Mannheimer Wissenschaftler entdecken Mechanismus der Entstehung von Nervennetzen
Mannheim (idw) - Die Arbeitsgruppe um PD Dr. Matthias Carl, die am Lehrstuhl für Zell- und Molekularbiologie
der Medizinischen Fakultät Mannheim der Universität Heidelberg forscht, hat einen neuen Mechanismus der
Entstehung von Nervennetzen entdeckt. Die Forschungsergebnisse sind aktuell im hochrangigen Forschungsjournal Current
Biology veröffentlicht.
Das menschliche Gehirn enthält einige Millionen Nervenbahnen, die sich alle während der Entwicklung vom
Embryo zum erwachsenen Menschen ausbilden, indem sie von Zelle A zu Zelle B wachsen und diese verbinden. Geschieht
dies unpräzise oder gar nicht, hat dies zumeist verheerende neurologische Auswirkungen.
Die meisten Nervenbahnen finden sich zweimal im Gehirn, jeweils einmal auf der rechten und der linken Gehirnhälfte.
Die Entwicklung der meist spiegelbildlichen Nervenbahnen scheint sehr ähnlich zu verlaufen. Dies ist nicht
selbstverständlich, da sich die Gehirnhälften in ihrer Anatomie und Funktion in vielen Bereichen erheblich
unterscheiden (siehe Hüsken et al., 2014, Current Biology). Es stellt sich daher die Frage, wie die Nervenbahnen
ihren oftmals weiten Weg durch das Gehirn zu ihren Zielorten finden. Und: Wie kann dies in beiden Gehirnhälften
in ähnlicher Weise geschehen, selbst wenn diese sich voneinander unterscheiden?

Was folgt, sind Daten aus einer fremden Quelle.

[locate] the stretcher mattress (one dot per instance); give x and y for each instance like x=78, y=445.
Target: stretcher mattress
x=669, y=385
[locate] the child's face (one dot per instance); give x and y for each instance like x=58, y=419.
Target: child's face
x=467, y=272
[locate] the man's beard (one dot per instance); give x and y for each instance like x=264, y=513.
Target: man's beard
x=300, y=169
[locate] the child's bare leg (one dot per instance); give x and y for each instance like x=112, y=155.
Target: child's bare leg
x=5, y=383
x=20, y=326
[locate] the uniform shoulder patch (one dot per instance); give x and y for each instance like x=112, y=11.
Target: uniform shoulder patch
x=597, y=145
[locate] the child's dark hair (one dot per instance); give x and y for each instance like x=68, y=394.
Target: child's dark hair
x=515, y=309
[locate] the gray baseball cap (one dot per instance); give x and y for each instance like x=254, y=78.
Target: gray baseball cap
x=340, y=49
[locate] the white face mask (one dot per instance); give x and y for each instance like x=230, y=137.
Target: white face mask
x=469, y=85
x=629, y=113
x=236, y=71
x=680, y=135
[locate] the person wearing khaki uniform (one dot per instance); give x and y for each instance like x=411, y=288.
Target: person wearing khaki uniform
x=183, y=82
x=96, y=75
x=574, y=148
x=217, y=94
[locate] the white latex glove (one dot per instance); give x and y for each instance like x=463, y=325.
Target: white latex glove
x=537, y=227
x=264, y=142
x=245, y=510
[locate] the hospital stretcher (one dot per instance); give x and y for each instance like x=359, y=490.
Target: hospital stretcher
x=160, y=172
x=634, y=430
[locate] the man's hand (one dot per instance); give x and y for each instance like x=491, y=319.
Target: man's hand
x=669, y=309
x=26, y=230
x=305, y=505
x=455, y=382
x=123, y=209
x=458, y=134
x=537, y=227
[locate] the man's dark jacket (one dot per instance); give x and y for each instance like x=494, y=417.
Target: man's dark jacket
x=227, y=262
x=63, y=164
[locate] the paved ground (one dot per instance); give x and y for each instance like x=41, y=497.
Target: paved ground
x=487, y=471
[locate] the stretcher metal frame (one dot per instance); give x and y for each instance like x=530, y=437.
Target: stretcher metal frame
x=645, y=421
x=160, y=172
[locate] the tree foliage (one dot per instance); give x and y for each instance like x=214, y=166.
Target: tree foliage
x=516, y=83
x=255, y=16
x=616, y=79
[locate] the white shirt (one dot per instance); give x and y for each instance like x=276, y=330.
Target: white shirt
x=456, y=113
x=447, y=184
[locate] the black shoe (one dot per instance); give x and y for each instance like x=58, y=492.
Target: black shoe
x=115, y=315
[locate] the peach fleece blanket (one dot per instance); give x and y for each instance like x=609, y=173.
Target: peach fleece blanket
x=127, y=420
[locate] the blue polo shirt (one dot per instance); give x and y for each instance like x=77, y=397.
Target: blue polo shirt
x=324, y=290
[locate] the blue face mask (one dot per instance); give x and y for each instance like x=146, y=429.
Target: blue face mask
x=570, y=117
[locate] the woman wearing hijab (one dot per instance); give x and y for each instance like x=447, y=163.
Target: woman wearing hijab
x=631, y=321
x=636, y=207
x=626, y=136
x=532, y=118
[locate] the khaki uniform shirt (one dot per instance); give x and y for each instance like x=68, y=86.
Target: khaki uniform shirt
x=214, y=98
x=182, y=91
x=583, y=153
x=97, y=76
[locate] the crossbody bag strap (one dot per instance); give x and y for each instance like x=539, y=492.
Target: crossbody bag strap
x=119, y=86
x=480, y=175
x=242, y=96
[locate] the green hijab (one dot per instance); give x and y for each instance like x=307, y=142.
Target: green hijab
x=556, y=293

Die Arbeitsgruppe um PD Dr. Carl hat diese Fragen erforscht. Als Modellsystem verwenden die Wissenschaftler den
Zebrafisch, da es die Transparenz der Fischembryonen erlaubt, Entwicklungsprozesse im lebenden Organismus zu verfolgen.

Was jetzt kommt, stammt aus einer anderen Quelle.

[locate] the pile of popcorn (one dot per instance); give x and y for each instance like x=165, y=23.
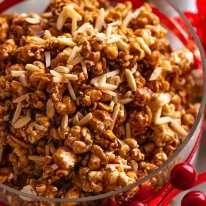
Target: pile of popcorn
x=92, y=97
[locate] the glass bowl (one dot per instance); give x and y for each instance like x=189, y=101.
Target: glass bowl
x=155, y=185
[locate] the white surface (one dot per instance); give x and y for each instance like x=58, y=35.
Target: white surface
x=183, y=5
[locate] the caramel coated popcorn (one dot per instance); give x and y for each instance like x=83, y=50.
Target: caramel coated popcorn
x=92, y=98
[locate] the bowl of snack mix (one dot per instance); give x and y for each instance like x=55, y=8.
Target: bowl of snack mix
x=99, y=100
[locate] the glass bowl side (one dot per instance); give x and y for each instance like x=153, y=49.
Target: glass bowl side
x=156, y=180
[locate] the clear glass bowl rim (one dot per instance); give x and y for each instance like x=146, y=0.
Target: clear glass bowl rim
x=155, y=172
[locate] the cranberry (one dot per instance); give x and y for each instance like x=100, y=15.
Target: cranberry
x=183, y=176
x=2, y=204
x=137, y=203
x=195, y=198
x=144, y=192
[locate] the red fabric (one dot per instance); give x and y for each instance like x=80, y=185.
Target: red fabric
x=8, y=3
x=198, y=20
x=135, y=3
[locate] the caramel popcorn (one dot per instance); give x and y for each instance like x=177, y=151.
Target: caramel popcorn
x=92, y=98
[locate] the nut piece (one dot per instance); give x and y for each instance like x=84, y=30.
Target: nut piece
x=79, y=140
x=64, y=158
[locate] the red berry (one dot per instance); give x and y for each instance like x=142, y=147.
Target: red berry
x=195, y=198
x=183, y=176
x=144, y=192
x=137, y=203
x=2, y=204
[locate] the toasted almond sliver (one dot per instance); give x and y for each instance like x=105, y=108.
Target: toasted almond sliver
x=85, y=119
x=56, y=74
x=115, y=114
x=48, y=58
x=178, y=128
x=28, y=189
x=131, y=81
x=83, y=28
x=163, y=120
x=32, y=67
x=17, y=113
x=22, y=122
x=74, y=53
x=65, y=41
x=100, y=20
x=114, y=94
x=65, y=121
x=131, y=16
x=156, y=74
x=106, y=86
x=128, y=130
x=122, y=45
x=71, y=77
x=165, y=98
x=62, y=69
x=50, y=110
x=84, y=69
x=143, y=45
x=36, y=158
x=71, y=91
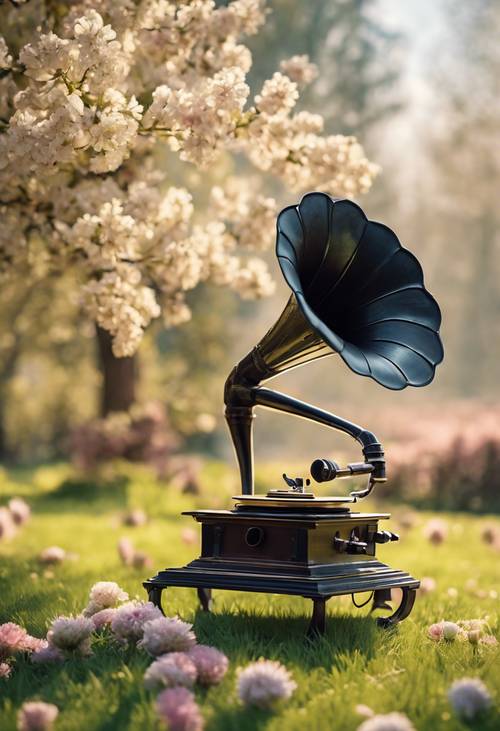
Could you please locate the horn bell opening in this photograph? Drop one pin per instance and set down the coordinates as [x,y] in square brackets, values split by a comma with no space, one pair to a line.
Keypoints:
[359,290]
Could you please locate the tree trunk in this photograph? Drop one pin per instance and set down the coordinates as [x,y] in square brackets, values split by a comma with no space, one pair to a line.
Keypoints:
[119,376]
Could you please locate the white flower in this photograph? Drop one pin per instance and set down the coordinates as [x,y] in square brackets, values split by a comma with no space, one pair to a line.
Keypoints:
[264,683]
[278,96]
[130,618]
[169,671]
[167,634]
[388,722]
[469,697]
[299,69]
[71,634]
[36,716]
[103,595]
[5,57]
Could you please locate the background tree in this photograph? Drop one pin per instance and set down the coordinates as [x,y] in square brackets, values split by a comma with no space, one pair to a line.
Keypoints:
[85,116]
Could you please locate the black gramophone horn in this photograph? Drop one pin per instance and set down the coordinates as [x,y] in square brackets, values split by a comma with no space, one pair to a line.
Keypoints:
[356,292]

Das von der Arbeitsgruppe studierte Nervennetz ist das sogenannte habenulare Nervennetz, dessen Funktion im Menschen
mit pathophysiologischen Syndromen wie Depression und Schizophrenie in Verbindung gebracht wird.
Die Forscher in Mannheim arbeiteten mit dem Nikon-Imaging Zentrum in Heidelberg und der Core Facility Live Cell
Imaging Mannheim (LIMA) am Zentrum für Biomedizin und Medizintechnik (CBTM) der Medizinischen Fakultät
Mannheim sowie mit Arbeitsgruppen in Paris und Lyon zusammen. Sie studierten die vier Tage andauernde Entwicklung
des habenularen Nervennetzes über Langzeit-Zeitrafferaufnahmen in Verbindung mit Laser-Manipulationen und
selbst entwickelter Computer-Software (siehe Abbildung). Dabei konnten die Wissenschaftler zeigen, dass die Kommunikation
zwischen den beiden Gehirnhälften notwendig ist, damit die habenularen Nervenbahnen auf beiden Seiten des
Gehirns ihr Ziel finden.
Auf ihrem Weg durch das Gehirn kreuzen die Nervenbahnen ein zweites Nervennetz, das die beiden Gehirnhälften
miteinander verbindet und seinen Ursprung im Gehirnbereich des Thalamus hat. Diese thalamischen Nervenzellen senden
Signale an die habenularen Nervenzellen, die Ihnen anzeigen, zu welchem Zeitpunkt sie ihre Nervenbahnen ausformen
sollen. Zerstört man nämlich die thalamischen Nerven mit einem Laser auf einer Seite des Gehirns, ist
das synchrone Wachstum der habenularen Nervenbahnen gestört und die Verbindungen zwischen den Gehirnhälften
werden nicht mehr gebildet. Dies hat zur Folge, dass die Nervenbahnen auf beiden Seiten des Gehirns aufhören
zu wachsen. Das bedeutet, dass ein Nervennetz (Habenula) zum Wachstum der eigenen Nervenbahnen ein zweites Nervennetz
(Thalamus) benötigt, und zwar für die Kommunikation zwischen den beiden Seiten des Gehirns.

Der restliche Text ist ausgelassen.